Genre-based Music Recommendations Using Open Data (and the problem with recommender systems)

After a long 12 months of pouring my soul into it, my book, Data Analysis with R, was finally published. After the requisite 2-4 day breather, I started thinking about how I was going to get back into the swing of regular blog posts and decided that the easier and softer way is to cannibalize and expand on an example in the book.

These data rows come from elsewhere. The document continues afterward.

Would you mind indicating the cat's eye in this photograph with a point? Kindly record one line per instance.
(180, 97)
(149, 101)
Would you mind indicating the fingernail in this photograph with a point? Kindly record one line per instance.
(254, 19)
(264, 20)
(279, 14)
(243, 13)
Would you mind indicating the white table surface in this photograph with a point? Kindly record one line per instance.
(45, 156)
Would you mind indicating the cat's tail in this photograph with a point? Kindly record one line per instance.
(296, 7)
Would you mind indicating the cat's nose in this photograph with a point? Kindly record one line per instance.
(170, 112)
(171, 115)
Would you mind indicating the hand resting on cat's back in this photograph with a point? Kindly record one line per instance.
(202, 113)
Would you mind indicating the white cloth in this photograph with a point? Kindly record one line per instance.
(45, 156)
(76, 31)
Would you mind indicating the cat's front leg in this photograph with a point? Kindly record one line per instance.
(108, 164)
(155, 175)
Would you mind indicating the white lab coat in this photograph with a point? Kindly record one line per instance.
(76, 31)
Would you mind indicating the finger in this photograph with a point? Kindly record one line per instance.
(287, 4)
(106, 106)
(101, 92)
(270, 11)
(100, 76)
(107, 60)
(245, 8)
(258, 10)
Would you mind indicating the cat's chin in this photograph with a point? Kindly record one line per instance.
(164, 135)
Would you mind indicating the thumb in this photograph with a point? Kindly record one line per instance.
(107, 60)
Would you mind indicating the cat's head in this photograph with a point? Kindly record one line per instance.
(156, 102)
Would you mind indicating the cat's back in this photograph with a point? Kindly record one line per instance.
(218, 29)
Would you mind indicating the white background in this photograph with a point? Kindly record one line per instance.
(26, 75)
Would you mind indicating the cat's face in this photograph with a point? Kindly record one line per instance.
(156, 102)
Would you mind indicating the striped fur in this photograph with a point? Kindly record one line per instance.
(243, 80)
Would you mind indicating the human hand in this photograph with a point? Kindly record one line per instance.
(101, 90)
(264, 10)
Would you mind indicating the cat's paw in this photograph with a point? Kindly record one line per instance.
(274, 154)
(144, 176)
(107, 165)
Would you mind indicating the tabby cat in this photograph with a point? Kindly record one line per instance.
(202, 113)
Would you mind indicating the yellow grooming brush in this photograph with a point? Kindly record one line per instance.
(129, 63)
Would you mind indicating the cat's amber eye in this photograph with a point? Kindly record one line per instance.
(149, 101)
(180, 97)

In the chapter "Sources of Data" I show how to consume web data of different formats in R. The motivating example is to build a simple recommendation system that uses user-supplied "tags" (genres/labels) submitted to Last.fm and MusicBrainz to quantify musical artist "similarity". The example in the book stops at the construction and sorting of the similarity matrix but, in this post, we're going to make a really fly D3 visualization of the musical similarity network and provide recommendations in the tooltips. The code, including the Javascript and HTML, I used for this post was hastily thrown into a git repo and is available here. If you're uninterested in the detailed methodology, I suggest you skip to the section labeled "Outcome".

Methodology

Although in the book tags from both Last.fm and MusicBrainz are used, we'll just be using Last.fm here. (In additional contrast to the book, the code here is, as you might imagine, substantially faster-paced.)

The first step is to make a character vector of all the artists that you'd like to be included. If you were building a real system, you'd probably want all Last.fm artists. Since we're not, I just used 70 of my most played artists on my Last.fm. Since I got the list straight from the source, I didn't have to worry that any of the API requests would return "No Artist Found".

The following is a function that takes an artist and returns the properly formatted Last.fm API call to get the tags in JSON format.

create_artist_query_url_lfm <- function(artist_name){
  prefix <- "http://ws.audioscrobbler.com/2.0/?method=artist.gettoptags&artist="
  postfix <- "&api_key=c2e57923a25c03f3d8b317b3c8622b43&format=json"
  encoded_artist <- URLencode(artist_name)
  return(paste0(prefix, encoded_artist, postfix))
}

This is an example of the JSON payload from my favorite merengue artist.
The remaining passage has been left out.